No solo debéis centraros en la famosa y conocida isla de Manhattan (sobre todo si disponéis de más de 7 días), la ciudad tiene mucho más que ofrecer, el bohemio Brooklyn, la residencial Queens, el arte callejero en el Bronx y la paz de Staten Island. Además, está en continua evolución, surgiendo barrios y zonas nuevas en áreas que antes no tenían interés o estaban abandonadas, como el caso de los Hudson Yards y el High Line Park. Esto hace que en cada viaje, viváis una ciudad nueva pero que mantiene su esencia.
En esta entrada os hemos dejado una lista con las actividades que nos parecen imprescindibles sobre todo si es vuestra primera vez en la ciudad (con un mapa mucho más completo al final).
Tenéis todos los datos necesarios para preparar el viaje en la Guía de Nueva York.
1· Alucinar con las pantallas luminosas de Times Square

La plaza de Times Square es una de las más famosas del mundo, visitada por varios millones de turistas al año. También es una de las mayores concentraciones de pantallas luminosas que podáis contemplar. Decenas de anuncios nos iluminan y bombardean a la vez, algunos tan espectaculares como los de las proyecciones en 3D de la 47th St con la 7th Ave.
Si Nueva York no deja indiferente a nadie, o la amas o la odias, Times Square es el máximo exponente de esta dicotomía. Nosotros la amamos y nos encanta visitarla en cada viaje, de hecho es lo primero que hacemos al llegar. Es puro espectáculo e imagen más cruda del capitalismo, derroche y opulencia para vender.

Frikadas en Times Square
Tenemos una serie de actividades que nos parecen divertidas para cualquier neófito en la ciudad, las consideramos nuestras «frikadas» y pueden cambiar de un viaje a otro:
-
-
- Contemplar las pantallas y espectáculos de la plaza desde las escaleras del TKTS.
- Hacer tu propia mezcla de chocolatinas, incluso ponerles tus iniciales, en M&M’s.
- Ver la transmisión en directo del programa Good Morning America por los ventanales del plató de ABCNews.
- Probarse los zapatos de Forrest en Bubba Gump Restaurant.
- Comerse un trozo de la cheesecake más famosa en Junior’s.
- Encontrar al Naked Cowboy entre los muchos que veréis disfrazados de personajes de películas y dibujos animados.
- Antiguamente esta lista incluida cosas como pararse bajo pantallas que tenían cámaras y reproducían la plaza en tiempo real para poder salir en ellas, pero las han ido eliminando en los últimos años.
-
2· Cruzar el Brooklyn Bridge
El Brooklyn Bridge, inaugurado en 1883, fue uno de los primeros puentes colgantes de acero del mundo y conectó por primera vez Manhattan y Brooklyn, todo un símbolo del ingenio y la modernización de Nueva York. A día de hoy sigue siendo uno de los más emblemáticos de la ciudad. Tiene una longitud total de aproximadamente 1.834 metros, contando los accesos. El tramo principal, y el más impresionante es el que cruza el East River y mide unos 486 metros.
Es nuestro puente favorito, cada vez que vamos a la ciudad lo cruzamos de lado a lado, de día y de noche, haciendo mil fotos. Desde él se tienen unas panorámicas impresionantes de la parte más baja de Manhattan (también se puede cruzar el Manhattan Bridge viendo el skyline con el puente de Brooklyn en primer plano).

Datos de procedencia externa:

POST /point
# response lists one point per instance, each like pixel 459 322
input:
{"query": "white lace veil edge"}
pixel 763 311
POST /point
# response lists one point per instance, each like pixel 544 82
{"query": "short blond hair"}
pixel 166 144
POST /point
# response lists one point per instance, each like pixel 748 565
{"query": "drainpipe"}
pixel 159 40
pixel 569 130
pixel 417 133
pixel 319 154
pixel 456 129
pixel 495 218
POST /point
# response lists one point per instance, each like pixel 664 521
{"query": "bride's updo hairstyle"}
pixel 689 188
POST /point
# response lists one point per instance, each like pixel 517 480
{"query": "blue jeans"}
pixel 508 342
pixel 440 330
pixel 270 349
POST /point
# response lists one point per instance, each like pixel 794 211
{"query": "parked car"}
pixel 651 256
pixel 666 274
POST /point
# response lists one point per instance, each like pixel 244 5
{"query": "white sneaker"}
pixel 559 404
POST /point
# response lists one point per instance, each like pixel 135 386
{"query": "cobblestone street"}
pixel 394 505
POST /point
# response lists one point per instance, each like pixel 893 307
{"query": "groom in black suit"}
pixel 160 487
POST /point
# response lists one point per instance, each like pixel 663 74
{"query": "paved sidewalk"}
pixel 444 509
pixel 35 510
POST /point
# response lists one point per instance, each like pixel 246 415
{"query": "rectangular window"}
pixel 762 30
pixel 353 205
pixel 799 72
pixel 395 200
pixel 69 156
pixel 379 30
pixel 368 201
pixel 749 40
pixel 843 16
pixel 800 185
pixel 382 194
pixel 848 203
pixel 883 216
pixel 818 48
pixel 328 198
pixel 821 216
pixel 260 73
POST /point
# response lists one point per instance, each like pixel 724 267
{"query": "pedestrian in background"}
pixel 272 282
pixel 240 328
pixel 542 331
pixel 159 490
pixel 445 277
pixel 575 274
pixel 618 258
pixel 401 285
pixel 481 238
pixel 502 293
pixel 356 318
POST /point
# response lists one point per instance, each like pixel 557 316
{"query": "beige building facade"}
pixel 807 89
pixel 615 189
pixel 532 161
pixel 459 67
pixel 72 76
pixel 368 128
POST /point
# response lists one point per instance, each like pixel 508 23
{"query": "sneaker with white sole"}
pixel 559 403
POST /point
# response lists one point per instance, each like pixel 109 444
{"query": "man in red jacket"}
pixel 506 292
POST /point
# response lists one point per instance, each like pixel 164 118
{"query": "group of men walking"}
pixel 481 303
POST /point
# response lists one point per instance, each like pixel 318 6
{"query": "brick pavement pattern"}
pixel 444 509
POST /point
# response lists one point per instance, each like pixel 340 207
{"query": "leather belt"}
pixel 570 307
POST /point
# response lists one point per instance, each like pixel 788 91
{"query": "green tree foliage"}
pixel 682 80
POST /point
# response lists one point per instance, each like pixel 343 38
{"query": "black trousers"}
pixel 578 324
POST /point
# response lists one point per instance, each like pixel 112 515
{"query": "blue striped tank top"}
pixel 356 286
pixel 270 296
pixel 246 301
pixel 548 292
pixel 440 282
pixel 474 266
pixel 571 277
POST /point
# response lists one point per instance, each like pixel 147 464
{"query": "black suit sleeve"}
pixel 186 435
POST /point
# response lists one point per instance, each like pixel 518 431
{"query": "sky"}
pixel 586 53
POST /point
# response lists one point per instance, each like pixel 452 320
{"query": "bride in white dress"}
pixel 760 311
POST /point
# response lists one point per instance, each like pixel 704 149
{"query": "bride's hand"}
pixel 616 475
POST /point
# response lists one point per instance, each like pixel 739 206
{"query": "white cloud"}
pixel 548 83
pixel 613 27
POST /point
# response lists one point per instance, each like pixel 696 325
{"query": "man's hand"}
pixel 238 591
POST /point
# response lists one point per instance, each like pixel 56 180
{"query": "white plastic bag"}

Panorámicas desde Brooklyn
Además de las vistas desde el puente hacia Manhattan, podréis disfrutar de otros puntos panorámicos a la ciudad desde el distrito de Brooklyn, todos ellos perfectos al atardecer.
- Brooklyn Bridge Park (a los pies del puente), el paseo de Brooklyn Heights Promenade y las pasarelas de Squibb Park Bridge ofrecen las mejores vistas del Lower Manhattan y la Estatua de la Libertad de fondo, sobre todo el atardecer.
- Entre los puentes de Brooklyn y Manhattan se encuentra el barrio de DUMBO (Down Under Manhattan Bridge Overpass) con un montón de edificios industriales rehabilitados donde se han abierto negocios de aire muy bohemio y creativo. En el parque junto al East River también tendréis una panorámica muy chula de Manhattan, tanto en la zona donde está el Jane’s Carousel como desde la orilla de Pebble Beach.
- También en DUMBO se encuentra uno de los puntos más fotografiados de la ciudad, Washington Street, desde donde se ve el Empire State Building enmarcado dentro de la estructura metálica del Manhattan Bridge (se ha ido masificando con el paso de los años y tendréis que madrugar mucho).
- La azotea del centro comercial Time Out Market también es un buen sitio para disfrutar de la panorámica de los dos puentes y el skyline al atardecer (en Lisboa encontraréis otra sucursal de este mercado, os hablamos de él en la entrada Qué comer en Lisboa y dónde).
3· Subir al Top of the Rock Observation Desk
El Top of the Rock es nuestro mirador preferido de Nueva York (tenéis más info en la entrada Los mejores miradores de Nueva York). Se encuentra entre las plantas 67-70 del 30 Rockefeller Plaza, en el complejo del Rockefeller Center, y desde él se puede ver todo el Downtown con el Empire State Building en el centro de la panorámica al sur, y Central Park y todo el Upper Manhattan al norte (cada vez están construyendo más rascacielos en esta zona y el parque ya no se ve igual de bien). En la planta 67 se tienen buenas vistas a través de los ventanales (con el Empire State Building de fondo), resguardados del viento y el frío, también podréis salir a unas terrazas acristaladas en un lateral. Desde aquí salen unas escaleras mecánicas que suben a las terrazas exteriores acristaladas de los pisos 68-69, pero la mejor panorámica la encontraréis desde las terrazas abiertas de la planta 70.
En los últimos años se han creado nuevas experiencias, una no apta para personas con mucho vértigo, The Beam, en la que podréis revivir la fotografía más icónica de la construcción del edificio en 1932 y convertiros en uno de los once obreros que almorzaban sobre una viga en el piso 69; y SKYLIFT, una plataforma que se eleva varios metros por encima del mirador para tener unas vistas increíbles y sin obstáculos.
Está incluido en los principales pases turísticos de Nueva York, aunque tendréis que reservar la hora de subida con antelación para evitar las colas. También podéis comprar la entrada online.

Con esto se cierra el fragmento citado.